Thanks for the review James. I am still undecided if I will be getting it at launch. My concerns are the same as @rjejr, I had a lot of the same issues with the demo. In addition I had problems with the camera. It seemed to go all over the place and I had to keep readjusting it, which I found annoying. Also, how is the screen brightness settings? I played both the PS3 and Xbox 360 demos. I found that the PS3 demo was visually much darker and harder to see even when the brightness was turned all the way up, I could hardly see anything when it became night time while I was fighting the Griffin. However, the Xbox 360 demo I had no problems with this but I did find that the PS3 version had a much better frame-rate and no screen-tearing. Oh and could you share any info you have regarding DLC for this game. Thanks in advance.

Knux

#7

Knux said:

Normally, I would avoid buying most Capcom games new, but this one has caught my interest. I might buy this.

OldBoy

#8

OldBoy said:

Great review James. I am so looking forward to this game. This is the (non?) RPG I've been waiting for.I wanted to like MH Tri so much but was put off by the sluggish controls (imo) and the insane preparation that was seemingly needed before 'hunting'.
The combat in the DD demo was great and I like the fact that the game doesn't hold your hand by signposting difficult enemies,no lock on and fast travel etc. Seems to me like the absence of those things will make for a greater sense of adventure and danger, which is cool.And the lack of story/cutscenes to me is a plus. I just wanna slay giant beasties , I couldn't care less why I'm doing it :D
Can't wait for next week :) I'll be getting the 360 version (no PS3 yet :( ) but I can live with the screen tearing, TBH i don't notice stuff like that once I'm into the game anyway.

James

#9

James said:

@WolfRamHeart I agree, the 360 version does seem brighter than the PS3 one and suffers less from tearing. I've played it a lot on 360 and PS3 and the PS3 version is slightly inferior; some slowdown during saving mostly.

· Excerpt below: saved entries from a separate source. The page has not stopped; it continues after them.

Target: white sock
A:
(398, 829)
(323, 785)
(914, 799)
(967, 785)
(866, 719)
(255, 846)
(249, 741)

As for DLC, looks like Capcom will release bundles of add-on quests, plus there'll be the usual new weapons, customisation options and the ability to buy Rift Crystals (the currency used to hire pawns). It's a massive game so even if you don't buy the DLC I think it's a good deal on its own.

WolfRamHeart

#10

WolfRamHeart said:

@James: Thank you for your feedback. I was thinking about purchasing the PS3 version because I prefer the PS3 shoulder buttons and triggers to the 360 when it comes to this particular game. However, I think that I might just go with the 360 version this time around considering those technical issues that you mentioned. I appreciate the heads-up. As for the DLC, those types of additions aren't something that I am really interested in getting anyway so I guess I won't really miss them if I decide to pass on them. As long as the game has a substantial amount of content and it definitely sounds like it does, I am good to go. I'll be sure to pick this one up when I get the chance. Cheers mate. :)

Aviator

#11

Aviator said:

I don't know what's worse. The fact that I cannot play thing game and really want to, or the fact that I get sent images of a certain someone playing this game.

Great review though James. I will definitely pick this up the moment I get the chance.

TOMBOY25

#15

TOMBOY25 said:

no wolf get it on ps3 xbox suffers from extreme problem (according to ign anyway) also james may i have your psn please so i can swap pawns i already got DD 2days early (thanks to the ever great shopto.net iv never been let down by them unlike zavvi lol)

James

#16

James said:

@Tomboy25 My PSN ID is DaddyNewts :)

Must be honest and say the 360 version I've played didn't have the same problems IGN describes but I guess it's one of those "your mileage may vary" things.